McQueary testified before a grand jury that he witnessed Sandusky in the shower with a young boy in 2001 and reported it to Curley and Schultz, who were subsequently charged in an alleged cover-up.
Spanier, at the time, backed Curley and Schultz in a statement, saying in part, “I am confident the record will show that these charges are groundless. ...”
Penn State attorney Nancy Conrad argued Monday that there is no “nexus” to connect McQueary to the statement because he was not named in it. She also said Spanier was only expressing an opinion, which she said is not grounds for defamation.
Gavin questioned whether it’s implied that Spanier was talking about McQueary based on the context of the statement.
“You would have to pull something out of thin air,” Conrad said.
But McQueary’s attorney, Elliot Strokoff, said if the charges against Curley and Schultz are groundless, as Spanier said in the statement, “that can only mean Mr. McQueary was lying.”

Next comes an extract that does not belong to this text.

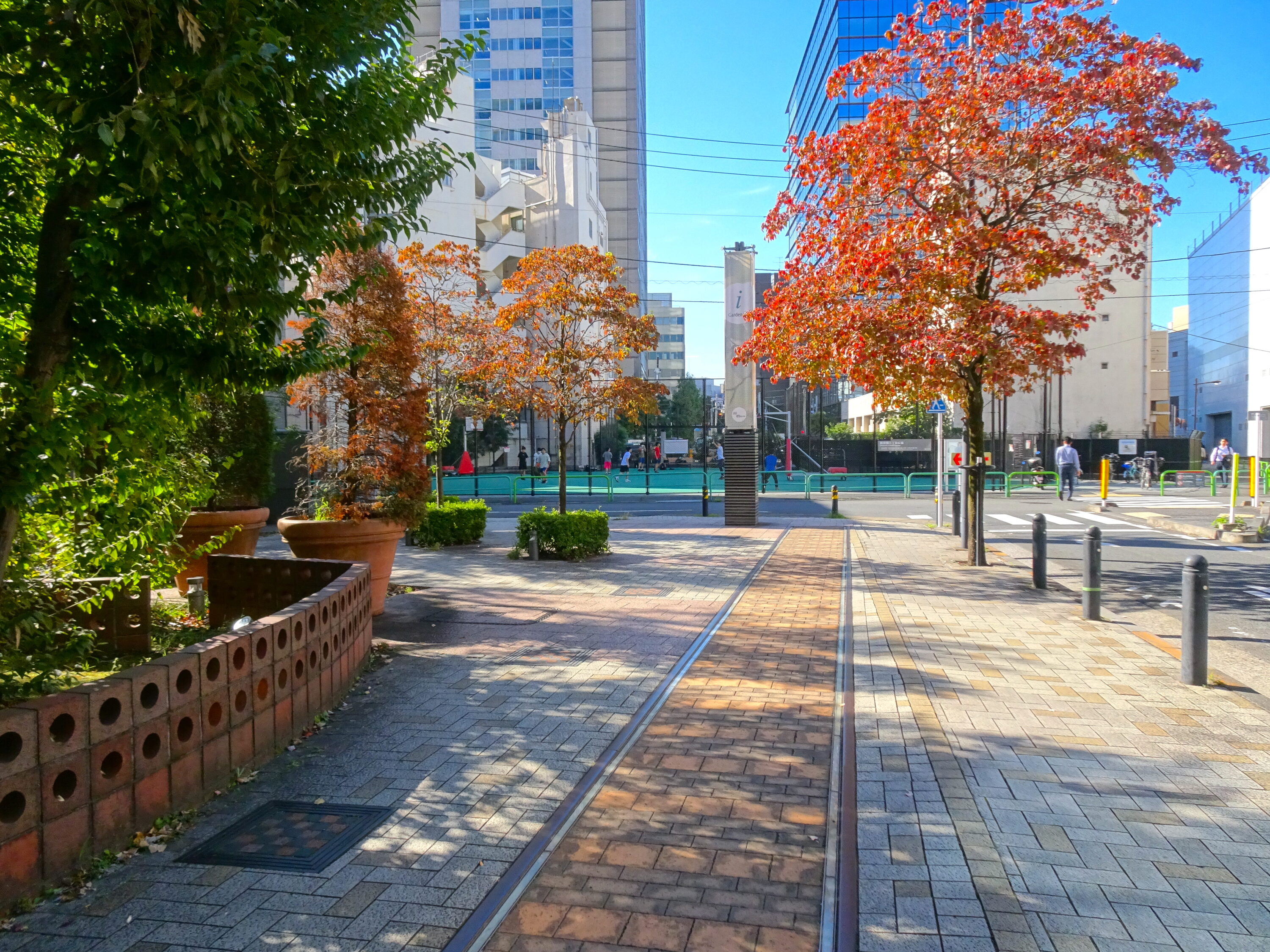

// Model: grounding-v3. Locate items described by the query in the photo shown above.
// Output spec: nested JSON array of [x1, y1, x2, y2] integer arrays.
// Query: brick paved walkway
[[852, 526, 1270, 952], [0, 523, 780, 952], [486, 529, 843, 952]]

Conrad also asked for the suit to be dismissed because she said too much time passed between the 2001 report and the alleged harm caused to McQueary.
She said McQueary could have pursued further action during that time and pointed out that he continued working for Penn State.
Gavin, himself a former Marine, said he understands the chain-of-command system, in which if you report to a supervisor you have met your duty. Gavin also said McQueary didn’t have the benefit of knowing about a previous Sandusky showering incident reported in 1998.
Strokoff said McQueary has been ostracized by the university. He noted Penn State is still paying for legal fees for Curley and Schultz, but not for McQueary.
“Meanwhile Mr. McQueary is out in never-never land,” Strokoff said. “He’s by himself.”
Strokoff said McQueary’s attorneys are still developing evidence for the lawsuit, which is still in preliminary stages.
Sandusky, 69, was convicted in June on 45 counts of child abuse and is in solitary confinement in the state prison in Greene County where he is serving a 30- to 60-year sentence.
Spanier, Curley and Schultz face trial on counts of perjury, obstruction of justice, conspiracy, child endangerment and failure to report abuse for allegedly covering up the abuse. The men maintain their innocence. A trial date has not been set in that case.